Terri laughingly mentioned tinfoil hats, which reminded me
of a bit of mental health knowledge you might find useful someday. I knew some guys who lined their hats with
foil, years ago. It comes from the
belief that someone was trying to broadcast radio waves into their heads, so
they would line their hats as some protection.
They heard voices, and the mind seeks explanation – cannot
rest until it has an explanation, in fact.
We are an explaining species. We
don’t tolerate things that just happen for no apparent reason. These days, it’s not radio waves, it’s
implanted chips. Before that, it was
electronic signals from computers, and before that, from satellites. Who is doing the tormenting also varies with
the times. Family members are always
good nominees of course, but Russians, the CIA, the Mafia, the military, or
obscurer organizations have all had their days of popularity – precisely when
they were popular in the culture at large.
When I was young there was still the cartoon trope of
delusional people who thought they were Napoleon. The French were among the first to observe
the mentally ill closely, especially in the early 19th C. See Marat-Sade, for example. Thinking one was Napoleon, in that context, likely referred to
grandiosity – what we once called manic and now more precisely call BPAD No one thinks they are Napoleon these days.

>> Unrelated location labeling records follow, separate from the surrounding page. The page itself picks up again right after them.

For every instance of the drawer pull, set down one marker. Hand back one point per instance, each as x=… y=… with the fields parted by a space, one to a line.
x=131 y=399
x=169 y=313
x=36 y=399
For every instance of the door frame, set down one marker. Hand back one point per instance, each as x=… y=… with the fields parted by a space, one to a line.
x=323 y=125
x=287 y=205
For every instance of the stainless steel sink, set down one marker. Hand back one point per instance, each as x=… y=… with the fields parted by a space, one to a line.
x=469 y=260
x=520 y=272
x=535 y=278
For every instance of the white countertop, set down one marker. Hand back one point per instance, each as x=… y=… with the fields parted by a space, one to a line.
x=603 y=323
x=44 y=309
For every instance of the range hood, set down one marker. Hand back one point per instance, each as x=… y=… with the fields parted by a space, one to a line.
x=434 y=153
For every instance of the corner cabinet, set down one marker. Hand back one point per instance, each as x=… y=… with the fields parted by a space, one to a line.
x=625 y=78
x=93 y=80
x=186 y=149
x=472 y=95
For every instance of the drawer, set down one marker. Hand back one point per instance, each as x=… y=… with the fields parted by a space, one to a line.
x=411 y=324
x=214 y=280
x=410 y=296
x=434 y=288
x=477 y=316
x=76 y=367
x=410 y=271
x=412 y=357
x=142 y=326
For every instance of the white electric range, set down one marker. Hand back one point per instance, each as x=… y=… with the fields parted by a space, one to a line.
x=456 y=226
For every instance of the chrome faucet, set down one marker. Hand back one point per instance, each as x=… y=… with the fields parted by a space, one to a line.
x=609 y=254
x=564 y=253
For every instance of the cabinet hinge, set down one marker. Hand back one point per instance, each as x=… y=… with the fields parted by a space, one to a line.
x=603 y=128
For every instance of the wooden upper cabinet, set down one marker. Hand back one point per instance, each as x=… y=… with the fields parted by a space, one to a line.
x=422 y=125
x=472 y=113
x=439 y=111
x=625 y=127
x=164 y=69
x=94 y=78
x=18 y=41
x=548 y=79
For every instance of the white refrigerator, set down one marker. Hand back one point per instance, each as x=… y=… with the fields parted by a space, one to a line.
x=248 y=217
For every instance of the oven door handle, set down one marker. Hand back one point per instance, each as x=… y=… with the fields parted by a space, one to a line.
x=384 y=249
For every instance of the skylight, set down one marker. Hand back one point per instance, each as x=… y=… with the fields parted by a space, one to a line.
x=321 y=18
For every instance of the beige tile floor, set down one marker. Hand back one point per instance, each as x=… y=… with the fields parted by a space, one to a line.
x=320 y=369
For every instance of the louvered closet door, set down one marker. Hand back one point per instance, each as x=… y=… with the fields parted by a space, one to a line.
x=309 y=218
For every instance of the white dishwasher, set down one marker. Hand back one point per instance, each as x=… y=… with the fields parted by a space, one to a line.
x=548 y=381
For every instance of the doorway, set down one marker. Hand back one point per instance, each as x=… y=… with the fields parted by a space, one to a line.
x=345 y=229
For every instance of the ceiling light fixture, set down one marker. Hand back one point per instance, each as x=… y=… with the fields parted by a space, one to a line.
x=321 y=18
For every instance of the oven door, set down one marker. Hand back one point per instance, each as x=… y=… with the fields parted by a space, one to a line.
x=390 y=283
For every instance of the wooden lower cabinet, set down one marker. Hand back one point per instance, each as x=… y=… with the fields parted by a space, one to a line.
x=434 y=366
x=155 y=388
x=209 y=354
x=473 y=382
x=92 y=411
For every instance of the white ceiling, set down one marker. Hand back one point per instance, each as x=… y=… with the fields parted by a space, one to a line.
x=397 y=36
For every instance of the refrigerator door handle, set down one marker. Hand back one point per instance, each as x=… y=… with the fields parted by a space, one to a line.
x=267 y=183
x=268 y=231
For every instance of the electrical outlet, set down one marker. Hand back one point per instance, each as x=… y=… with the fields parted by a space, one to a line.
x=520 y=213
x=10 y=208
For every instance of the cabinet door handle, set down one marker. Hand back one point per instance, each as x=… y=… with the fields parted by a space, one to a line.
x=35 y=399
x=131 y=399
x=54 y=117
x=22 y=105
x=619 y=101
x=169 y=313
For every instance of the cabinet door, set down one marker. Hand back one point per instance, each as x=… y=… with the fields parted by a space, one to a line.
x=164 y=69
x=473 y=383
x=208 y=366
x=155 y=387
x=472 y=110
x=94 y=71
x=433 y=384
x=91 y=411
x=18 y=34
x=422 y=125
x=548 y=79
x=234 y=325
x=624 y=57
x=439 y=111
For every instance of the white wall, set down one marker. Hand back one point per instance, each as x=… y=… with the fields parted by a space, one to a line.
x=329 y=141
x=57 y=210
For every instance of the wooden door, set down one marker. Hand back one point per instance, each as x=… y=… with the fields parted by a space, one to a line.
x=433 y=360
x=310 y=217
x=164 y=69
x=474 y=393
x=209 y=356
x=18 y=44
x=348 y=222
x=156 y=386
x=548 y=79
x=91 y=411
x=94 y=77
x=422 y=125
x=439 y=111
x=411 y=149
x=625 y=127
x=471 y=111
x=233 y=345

He’s long dead and French – where’s the grandness of that?
As with regular folk scrambling for solutions when tragedy
occurs, the mentally ill latch on to whatever raw material is around them for
their explanations. Theirs are just more
obviously inaccurate.
And the worst of it is, you can't get good tin foil these days. Nuthin but this cheap aluminum junk, unless, maybe, you import that high class aluminium from Canada or the UK.
ReplyDeleteThat's what I do.
On my Christmas list this year is a 6-pack of tinfoil hats - assorted colors of course.